Si l’on ajoute ce bilan positif des expériences tentées, avec celui, largement négatif, de la prohibition, si l’on tient compte dans l’ensemble du tableau des effets de bord sur la société de cette prohibition (apparition de réseaux mafieux, violence, explosion carcérale, hausse des prix, corruption policière, puis politique, …) , si, enfin, on se rappelle que la crise qui secoue l’Europe fournit une raison en béton armé pour réévaluer les politiques publiques à l’aune de leur efficacité, comme ce fut le cas en Grèce, à ce sujet, l’année dernière, on comprend que la question de la dépénalisation des drogues mérite largement plus que les hésitations grotesques d’un premier ministre incompétent et les balbutiements pénibles d’un président de la république arrivé là sur un malentendu.

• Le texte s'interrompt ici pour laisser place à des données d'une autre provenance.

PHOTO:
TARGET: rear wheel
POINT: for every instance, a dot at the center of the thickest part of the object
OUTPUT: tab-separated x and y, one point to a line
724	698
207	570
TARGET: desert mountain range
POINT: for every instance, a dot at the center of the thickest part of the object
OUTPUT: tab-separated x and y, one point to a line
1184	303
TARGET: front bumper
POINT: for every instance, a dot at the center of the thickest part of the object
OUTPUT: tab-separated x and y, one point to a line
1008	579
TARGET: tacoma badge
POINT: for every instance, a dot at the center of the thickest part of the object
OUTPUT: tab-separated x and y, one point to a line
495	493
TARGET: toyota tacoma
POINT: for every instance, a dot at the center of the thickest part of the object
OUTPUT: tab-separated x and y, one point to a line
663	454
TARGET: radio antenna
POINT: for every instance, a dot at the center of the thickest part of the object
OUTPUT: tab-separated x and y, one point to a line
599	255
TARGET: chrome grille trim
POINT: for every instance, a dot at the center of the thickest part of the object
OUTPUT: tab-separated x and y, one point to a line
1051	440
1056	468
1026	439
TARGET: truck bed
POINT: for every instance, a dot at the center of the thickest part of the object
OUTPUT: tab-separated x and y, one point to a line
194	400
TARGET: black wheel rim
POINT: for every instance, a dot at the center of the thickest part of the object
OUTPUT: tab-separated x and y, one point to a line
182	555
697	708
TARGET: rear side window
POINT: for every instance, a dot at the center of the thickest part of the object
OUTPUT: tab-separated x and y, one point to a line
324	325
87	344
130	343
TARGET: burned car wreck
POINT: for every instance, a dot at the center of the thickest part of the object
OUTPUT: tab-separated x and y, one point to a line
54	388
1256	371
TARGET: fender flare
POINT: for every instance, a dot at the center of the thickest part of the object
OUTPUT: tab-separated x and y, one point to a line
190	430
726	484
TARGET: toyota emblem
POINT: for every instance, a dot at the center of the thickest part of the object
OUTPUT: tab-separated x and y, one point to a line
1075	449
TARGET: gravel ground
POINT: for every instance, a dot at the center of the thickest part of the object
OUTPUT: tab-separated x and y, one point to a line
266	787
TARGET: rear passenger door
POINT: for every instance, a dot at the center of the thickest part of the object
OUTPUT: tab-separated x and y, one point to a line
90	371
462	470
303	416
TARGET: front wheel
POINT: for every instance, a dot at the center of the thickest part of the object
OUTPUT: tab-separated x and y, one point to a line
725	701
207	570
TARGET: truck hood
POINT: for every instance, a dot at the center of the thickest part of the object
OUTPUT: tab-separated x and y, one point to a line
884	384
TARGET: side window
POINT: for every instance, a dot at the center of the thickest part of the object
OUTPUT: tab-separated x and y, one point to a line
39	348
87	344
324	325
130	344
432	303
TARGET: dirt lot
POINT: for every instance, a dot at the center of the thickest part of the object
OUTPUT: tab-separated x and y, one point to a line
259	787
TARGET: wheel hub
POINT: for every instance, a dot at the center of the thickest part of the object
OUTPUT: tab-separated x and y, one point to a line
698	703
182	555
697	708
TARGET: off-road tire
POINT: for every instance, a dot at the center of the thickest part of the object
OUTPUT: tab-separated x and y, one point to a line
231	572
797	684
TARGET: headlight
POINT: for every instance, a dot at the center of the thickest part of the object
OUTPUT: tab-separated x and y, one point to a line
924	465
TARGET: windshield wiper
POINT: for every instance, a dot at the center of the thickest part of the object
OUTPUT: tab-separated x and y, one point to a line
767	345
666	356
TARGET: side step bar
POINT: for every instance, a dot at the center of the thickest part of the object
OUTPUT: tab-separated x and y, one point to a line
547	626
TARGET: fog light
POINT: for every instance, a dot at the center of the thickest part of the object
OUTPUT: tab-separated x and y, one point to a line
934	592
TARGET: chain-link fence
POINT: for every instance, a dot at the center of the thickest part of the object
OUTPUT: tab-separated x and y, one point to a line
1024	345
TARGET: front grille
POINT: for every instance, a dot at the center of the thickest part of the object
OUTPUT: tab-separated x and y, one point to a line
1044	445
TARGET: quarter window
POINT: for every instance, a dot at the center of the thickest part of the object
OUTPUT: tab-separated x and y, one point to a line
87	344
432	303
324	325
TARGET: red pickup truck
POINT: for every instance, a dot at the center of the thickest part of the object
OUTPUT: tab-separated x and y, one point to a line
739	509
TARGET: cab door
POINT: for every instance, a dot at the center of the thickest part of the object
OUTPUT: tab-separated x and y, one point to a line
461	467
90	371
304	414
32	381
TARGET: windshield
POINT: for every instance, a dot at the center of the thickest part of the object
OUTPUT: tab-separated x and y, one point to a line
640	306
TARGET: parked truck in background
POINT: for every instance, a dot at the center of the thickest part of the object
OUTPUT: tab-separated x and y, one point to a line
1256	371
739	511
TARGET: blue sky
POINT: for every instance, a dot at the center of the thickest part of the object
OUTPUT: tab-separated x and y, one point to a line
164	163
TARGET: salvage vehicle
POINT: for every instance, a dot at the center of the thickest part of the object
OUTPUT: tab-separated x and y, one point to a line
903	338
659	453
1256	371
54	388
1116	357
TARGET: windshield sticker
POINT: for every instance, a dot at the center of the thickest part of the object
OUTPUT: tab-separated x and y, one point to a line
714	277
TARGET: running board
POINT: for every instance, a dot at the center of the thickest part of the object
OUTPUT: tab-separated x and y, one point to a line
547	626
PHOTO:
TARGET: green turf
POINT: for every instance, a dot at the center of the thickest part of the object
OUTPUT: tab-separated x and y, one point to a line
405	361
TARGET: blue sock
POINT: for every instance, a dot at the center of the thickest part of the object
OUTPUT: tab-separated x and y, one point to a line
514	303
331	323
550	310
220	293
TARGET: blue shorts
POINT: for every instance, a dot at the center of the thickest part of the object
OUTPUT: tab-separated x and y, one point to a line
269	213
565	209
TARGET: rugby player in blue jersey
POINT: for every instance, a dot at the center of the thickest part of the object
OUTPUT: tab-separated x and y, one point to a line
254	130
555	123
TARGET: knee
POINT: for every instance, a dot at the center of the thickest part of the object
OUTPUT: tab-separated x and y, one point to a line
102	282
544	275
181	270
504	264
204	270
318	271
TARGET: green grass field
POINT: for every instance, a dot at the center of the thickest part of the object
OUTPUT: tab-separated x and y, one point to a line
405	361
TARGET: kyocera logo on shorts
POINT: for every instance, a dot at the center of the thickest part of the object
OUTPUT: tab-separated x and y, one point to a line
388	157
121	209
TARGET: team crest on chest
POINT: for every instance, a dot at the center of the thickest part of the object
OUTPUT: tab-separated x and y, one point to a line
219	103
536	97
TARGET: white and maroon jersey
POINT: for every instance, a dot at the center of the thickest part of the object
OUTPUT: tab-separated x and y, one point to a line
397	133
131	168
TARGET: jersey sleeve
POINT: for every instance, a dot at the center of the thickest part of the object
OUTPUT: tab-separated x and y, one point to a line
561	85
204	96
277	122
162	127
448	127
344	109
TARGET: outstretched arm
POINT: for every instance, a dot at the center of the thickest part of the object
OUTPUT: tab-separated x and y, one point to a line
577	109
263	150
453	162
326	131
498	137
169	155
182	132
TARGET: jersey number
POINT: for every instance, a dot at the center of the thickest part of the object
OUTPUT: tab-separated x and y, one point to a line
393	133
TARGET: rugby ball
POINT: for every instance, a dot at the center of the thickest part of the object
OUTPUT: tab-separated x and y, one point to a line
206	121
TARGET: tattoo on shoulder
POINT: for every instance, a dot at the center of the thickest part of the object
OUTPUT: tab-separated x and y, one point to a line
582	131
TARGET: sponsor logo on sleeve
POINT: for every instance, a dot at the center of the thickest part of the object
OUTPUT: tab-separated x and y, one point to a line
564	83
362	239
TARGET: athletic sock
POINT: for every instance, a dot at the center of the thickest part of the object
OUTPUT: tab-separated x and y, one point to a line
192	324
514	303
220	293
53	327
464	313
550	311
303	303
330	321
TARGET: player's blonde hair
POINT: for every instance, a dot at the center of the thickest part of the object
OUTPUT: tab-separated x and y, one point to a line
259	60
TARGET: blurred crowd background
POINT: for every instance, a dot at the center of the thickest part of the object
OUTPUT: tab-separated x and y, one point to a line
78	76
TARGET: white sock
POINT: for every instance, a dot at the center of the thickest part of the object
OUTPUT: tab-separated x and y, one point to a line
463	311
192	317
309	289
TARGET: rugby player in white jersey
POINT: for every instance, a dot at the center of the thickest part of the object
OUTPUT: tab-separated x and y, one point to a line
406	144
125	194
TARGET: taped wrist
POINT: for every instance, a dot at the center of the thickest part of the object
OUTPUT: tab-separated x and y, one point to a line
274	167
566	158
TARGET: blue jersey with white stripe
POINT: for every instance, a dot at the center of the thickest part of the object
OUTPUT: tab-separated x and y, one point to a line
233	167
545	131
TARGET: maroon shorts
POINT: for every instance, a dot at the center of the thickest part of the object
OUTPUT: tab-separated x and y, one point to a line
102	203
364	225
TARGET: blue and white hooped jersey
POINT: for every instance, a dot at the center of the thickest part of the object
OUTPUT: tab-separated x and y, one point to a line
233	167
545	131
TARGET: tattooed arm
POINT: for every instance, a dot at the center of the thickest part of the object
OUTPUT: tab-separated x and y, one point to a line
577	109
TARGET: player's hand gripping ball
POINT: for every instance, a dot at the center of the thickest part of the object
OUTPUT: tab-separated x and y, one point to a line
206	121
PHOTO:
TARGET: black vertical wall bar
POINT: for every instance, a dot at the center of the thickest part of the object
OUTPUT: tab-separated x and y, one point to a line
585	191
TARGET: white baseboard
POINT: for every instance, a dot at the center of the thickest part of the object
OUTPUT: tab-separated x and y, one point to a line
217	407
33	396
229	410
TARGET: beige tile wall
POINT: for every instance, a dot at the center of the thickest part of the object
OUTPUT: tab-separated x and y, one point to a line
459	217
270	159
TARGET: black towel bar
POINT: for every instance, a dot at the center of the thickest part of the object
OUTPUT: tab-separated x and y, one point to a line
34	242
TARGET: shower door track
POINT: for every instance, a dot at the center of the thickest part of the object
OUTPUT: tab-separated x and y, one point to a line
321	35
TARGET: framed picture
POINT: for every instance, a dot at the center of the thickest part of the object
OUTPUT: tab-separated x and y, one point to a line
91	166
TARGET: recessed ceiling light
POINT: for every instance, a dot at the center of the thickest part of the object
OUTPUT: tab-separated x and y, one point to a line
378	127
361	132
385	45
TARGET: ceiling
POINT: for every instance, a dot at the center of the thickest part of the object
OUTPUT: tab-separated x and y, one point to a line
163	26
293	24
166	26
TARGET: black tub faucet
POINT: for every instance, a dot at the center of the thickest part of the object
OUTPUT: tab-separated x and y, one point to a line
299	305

Qu’on soit pour ou contre la prohibition de la drogue, lorsque les moyens financiers viennent à s’épuiser et que les résultats observés sont à la fois catastrophiques et inverse de ceux qu’on attendait, il faut savoir arrêter les frais. La France n’a plus les moyens de continuer ce type de lutte contre la drogue.

Peut-être cette lutte n’est d’ailleurs pas la meilleure façon de procéder. Peut-être est-ce même la pire ?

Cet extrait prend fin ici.